The ferris wheel at the town fair has a radius of 25 feet. Passengers enter the cars on the ferris wheel at it’s lowest point which is 10 feet off the ground. Assume that passengers rotate on the wheel 5 times in 1 minute. What is the highest point off the ground that a passenger will be when riding the ferris wheel?
10+2*25 = 60
Where did 2 come from
the wheel's diameter is twice the radius...
so it has be twice as big wich means that you have to times it by 2 my maths teacher 2 years ago mr beaker taught me that.
To determine the highest point off the ground that a passenger will reach on the Ferris wheel, we need to find the maximum height of an object moving in a circle.
The Ferris wheel is essentially a rotating circle, and the highest point will be at the topmost position on this circle.
To find the highest point, we can use the concept of the circumference and the radius of the circle.
The formula for the circumference of a circle is: C = 2πr, where C is the circumference and r is the radius.
In this case, the radius of the Ferris wheel is given as 25 feet.

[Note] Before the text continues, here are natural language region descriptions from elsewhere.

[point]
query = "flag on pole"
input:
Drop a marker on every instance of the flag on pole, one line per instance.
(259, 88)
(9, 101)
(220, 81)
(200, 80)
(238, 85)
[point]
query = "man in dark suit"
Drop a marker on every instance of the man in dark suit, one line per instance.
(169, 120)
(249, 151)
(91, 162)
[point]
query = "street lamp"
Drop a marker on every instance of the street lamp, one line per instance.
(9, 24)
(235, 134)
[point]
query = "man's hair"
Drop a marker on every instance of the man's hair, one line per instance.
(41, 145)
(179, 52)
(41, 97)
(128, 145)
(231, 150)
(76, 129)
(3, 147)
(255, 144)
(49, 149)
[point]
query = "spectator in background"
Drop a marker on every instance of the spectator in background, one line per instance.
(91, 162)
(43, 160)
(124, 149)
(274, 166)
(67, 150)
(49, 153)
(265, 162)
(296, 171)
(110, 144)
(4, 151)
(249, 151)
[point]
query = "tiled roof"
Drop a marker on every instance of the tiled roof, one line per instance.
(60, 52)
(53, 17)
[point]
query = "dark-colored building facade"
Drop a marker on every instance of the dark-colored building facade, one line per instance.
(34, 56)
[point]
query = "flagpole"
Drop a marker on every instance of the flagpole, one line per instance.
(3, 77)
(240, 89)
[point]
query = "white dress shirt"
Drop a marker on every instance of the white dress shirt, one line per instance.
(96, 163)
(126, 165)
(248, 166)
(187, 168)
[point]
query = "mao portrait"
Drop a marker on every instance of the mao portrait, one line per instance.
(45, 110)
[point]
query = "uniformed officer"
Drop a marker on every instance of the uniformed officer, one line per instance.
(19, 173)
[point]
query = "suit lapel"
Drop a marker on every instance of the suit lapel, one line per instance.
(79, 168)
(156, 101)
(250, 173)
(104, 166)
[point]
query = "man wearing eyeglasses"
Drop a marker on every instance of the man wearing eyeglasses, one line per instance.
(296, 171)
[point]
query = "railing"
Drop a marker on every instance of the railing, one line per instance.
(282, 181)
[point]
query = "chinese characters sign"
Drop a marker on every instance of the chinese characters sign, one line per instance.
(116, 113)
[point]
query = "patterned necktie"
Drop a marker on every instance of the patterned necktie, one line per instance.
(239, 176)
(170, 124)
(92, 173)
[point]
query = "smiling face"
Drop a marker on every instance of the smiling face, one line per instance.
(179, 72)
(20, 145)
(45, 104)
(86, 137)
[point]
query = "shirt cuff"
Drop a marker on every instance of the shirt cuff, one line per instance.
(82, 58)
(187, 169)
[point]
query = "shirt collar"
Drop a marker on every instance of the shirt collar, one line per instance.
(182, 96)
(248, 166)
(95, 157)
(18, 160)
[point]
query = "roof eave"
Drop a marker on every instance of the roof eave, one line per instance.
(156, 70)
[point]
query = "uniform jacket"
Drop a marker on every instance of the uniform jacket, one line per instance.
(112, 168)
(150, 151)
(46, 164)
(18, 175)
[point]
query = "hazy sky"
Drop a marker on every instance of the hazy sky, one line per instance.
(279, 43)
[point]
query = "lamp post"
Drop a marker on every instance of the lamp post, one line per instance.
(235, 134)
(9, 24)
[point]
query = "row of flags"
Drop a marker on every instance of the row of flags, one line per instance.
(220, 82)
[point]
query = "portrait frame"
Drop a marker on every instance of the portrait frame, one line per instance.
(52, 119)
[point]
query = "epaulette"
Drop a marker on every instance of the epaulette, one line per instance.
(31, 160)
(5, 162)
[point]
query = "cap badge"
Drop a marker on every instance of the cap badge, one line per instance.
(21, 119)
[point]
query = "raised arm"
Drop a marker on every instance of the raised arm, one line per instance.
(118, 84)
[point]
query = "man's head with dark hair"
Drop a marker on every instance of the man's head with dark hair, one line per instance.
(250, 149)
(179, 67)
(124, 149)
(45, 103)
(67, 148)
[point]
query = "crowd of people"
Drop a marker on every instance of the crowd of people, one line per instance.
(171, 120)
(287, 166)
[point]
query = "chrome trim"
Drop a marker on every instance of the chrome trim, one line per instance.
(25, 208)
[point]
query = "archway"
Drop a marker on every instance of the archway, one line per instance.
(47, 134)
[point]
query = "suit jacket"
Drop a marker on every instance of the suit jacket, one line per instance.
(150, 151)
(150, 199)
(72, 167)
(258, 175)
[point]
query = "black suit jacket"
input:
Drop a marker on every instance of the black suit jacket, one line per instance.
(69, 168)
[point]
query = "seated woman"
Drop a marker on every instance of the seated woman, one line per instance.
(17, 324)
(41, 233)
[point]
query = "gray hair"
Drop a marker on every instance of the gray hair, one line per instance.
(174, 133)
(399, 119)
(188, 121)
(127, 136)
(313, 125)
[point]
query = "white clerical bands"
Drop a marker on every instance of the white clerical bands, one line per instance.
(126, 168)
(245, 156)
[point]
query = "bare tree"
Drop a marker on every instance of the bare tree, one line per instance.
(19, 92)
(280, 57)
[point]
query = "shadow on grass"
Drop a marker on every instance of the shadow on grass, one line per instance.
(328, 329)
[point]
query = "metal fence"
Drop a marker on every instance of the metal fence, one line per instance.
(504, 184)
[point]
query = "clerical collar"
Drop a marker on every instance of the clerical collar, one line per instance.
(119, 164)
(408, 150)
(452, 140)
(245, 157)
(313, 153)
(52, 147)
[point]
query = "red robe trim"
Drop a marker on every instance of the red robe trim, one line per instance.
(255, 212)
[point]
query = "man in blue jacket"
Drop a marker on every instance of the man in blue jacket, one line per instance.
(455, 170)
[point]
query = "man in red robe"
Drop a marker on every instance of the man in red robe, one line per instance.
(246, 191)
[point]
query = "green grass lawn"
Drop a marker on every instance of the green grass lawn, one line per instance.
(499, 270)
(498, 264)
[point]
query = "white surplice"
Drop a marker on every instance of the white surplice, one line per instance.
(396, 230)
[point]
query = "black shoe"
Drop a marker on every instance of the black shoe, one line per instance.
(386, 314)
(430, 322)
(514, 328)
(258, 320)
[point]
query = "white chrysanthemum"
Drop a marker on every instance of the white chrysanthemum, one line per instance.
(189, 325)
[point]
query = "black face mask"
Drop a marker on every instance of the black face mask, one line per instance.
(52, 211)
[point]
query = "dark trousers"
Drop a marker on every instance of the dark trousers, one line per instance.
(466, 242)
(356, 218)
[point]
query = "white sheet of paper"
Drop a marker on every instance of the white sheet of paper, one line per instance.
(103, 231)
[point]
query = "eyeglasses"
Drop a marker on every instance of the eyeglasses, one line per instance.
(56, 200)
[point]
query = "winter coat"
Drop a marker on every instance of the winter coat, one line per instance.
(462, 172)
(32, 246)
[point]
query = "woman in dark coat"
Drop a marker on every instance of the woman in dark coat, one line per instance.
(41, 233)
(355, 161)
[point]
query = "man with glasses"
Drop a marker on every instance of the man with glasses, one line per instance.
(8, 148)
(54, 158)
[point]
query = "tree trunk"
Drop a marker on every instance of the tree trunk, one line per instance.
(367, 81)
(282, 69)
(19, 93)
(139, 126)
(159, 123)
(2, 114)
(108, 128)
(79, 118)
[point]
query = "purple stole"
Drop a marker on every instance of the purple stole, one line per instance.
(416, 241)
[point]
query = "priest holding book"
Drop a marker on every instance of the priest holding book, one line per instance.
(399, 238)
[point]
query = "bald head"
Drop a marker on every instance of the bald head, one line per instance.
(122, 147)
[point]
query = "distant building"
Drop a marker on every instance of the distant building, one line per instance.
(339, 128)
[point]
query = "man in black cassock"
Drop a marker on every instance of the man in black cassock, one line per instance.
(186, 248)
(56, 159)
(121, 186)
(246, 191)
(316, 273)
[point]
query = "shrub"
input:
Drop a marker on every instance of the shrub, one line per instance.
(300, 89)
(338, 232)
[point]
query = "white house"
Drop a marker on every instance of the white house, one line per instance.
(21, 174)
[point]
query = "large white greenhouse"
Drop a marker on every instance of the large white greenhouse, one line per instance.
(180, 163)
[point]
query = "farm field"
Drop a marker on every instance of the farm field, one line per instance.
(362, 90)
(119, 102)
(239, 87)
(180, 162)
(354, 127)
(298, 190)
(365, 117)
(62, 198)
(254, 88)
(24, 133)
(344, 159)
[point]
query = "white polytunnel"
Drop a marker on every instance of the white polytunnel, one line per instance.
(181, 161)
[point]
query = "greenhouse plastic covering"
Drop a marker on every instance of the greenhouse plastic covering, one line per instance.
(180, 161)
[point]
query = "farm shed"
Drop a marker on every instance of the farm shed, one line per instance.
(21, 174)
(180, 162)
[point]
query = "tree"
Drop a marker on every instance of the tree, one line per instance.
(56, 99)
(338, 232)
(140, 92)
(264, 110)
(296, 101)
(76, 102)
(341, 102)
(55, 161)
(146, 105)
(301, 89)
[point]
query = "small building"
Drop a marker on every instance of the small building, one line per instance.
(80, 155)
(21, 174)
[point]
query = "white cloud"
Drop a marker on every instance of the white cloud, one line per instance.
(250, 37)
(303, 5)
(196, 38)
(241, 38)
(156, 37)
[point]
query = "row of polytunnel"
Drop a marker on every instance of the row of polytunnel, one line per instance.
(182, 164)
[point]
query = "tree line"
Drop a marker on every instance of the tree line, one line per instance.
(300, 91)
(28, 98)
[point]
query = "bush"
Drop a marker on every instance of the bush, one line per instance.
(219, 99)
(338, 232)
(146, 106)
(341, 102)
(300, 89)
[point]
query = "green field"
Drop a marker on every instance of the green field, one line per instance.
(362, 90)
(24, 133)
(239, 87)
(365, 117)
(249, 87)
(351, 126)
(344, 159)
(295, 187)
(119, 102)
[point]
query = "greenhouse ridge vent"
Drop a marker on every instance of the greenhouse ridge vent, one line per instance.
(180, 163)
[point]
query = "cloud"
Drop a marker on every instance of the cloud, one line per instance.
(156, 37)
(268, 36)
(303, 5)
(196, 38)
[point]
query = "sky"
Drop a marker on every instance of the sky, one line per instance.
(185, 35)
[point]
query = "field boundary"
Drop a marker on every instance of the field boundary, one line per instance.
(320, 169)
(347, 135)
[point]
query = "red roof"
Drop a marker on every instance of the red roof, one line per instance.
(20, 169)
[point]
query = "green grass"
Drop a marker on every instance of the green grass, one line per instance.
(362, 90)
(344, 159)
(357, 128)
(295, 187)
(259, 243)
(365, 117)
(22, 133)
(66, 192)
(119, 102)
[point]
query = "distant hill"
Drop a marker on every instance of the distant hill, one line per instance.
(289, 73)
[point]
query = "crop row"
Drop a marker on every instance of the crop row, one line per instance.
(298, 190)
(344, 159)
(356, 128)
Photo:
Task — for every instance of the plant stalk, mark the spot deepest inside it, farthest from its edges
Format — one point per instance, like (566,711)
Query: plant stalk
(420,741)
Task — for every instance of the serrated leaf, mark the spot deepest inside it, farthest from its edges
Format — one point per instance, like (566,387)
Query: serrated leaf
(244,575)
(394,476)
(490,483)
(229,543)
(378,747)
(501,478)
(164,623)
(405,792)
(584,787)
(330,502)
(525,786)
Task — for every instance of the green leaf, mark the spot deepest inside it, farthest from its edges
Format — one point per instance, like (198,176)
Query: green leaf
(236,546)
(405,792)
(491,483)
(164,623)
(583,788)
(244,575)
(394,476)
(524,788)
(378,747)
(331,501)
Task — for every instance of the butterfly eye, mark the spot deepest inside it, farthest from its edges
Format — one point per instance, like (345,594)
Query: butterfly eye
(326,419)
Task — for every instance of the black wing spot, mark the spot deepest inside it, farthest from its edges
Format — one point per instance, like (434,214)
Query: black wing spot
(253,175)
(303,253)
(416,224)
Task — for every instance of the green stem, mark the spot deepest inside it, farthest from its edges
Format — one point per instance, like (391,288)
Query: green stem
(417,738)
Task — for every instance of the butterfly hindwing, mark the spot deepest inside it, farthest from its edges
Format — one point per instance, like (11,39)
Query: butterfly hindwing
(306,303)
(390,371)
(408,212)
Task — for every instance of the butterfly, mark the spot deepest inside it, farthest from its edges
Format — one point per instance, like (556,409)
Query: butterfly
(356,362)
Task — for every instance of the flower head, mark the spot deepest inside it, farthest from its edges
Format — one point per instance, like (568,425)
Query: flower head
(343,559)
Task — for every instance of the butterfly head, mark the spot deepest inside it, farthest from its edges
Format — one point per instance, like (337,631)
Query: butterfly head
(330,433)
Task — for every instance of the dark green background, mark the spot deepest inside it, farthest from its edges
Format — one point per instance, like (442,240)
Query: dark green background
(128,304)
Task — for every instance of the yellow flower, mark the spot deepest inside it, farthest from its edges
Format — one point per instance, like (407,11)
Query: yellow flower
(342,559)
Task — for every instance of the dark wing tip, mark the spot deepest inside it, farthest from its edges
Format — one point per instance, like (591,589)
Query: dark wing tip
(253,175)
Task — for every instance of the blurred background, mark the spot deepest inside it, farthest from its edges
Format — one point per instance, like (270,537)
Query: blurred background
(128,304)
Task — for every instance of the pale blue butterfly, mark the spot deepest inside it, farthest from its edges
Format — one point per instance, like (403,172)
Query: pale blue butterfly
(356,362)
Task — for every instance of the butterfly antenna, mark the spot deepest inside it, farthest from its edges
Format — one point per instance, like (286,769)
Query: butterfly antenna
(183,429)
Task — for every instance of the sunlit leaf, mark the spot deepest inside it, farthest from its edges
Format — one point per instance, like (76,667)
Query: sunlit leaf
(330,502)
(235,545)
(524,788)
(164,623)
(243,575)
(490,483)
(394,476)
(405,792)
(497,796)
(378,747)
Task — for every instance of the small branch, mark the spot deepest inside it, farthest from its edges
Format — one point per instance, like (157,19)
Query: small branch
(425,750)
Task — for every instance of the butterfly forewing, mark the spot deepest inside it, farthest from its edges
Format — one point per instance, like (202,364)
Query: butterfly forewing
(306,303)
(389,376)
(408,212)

So, we can find the circumference as follows: C = 2π(25) = 50π feet.
Since passengers rotate on the wheel 5 times in 1 minute, we need to divide the circumference by the number of rotations to determine the distance covered in one rotation.
The distance covered in one rotation is: 50π / 5 = 10π feet.
Now, to find the highest point off the ground, we need to add the height off the ground at the lowest point to the radius of the Ferris wheel.
The height off the ground at the lowest point is given as 10 feet, and the radius is 25 feet.
Therefore, the highest point off the ground will be: 10 + 25 = 35 feet.
So, when riding the Ferris wheel, the passengers will reach a maximum height of 35 feet off the ground.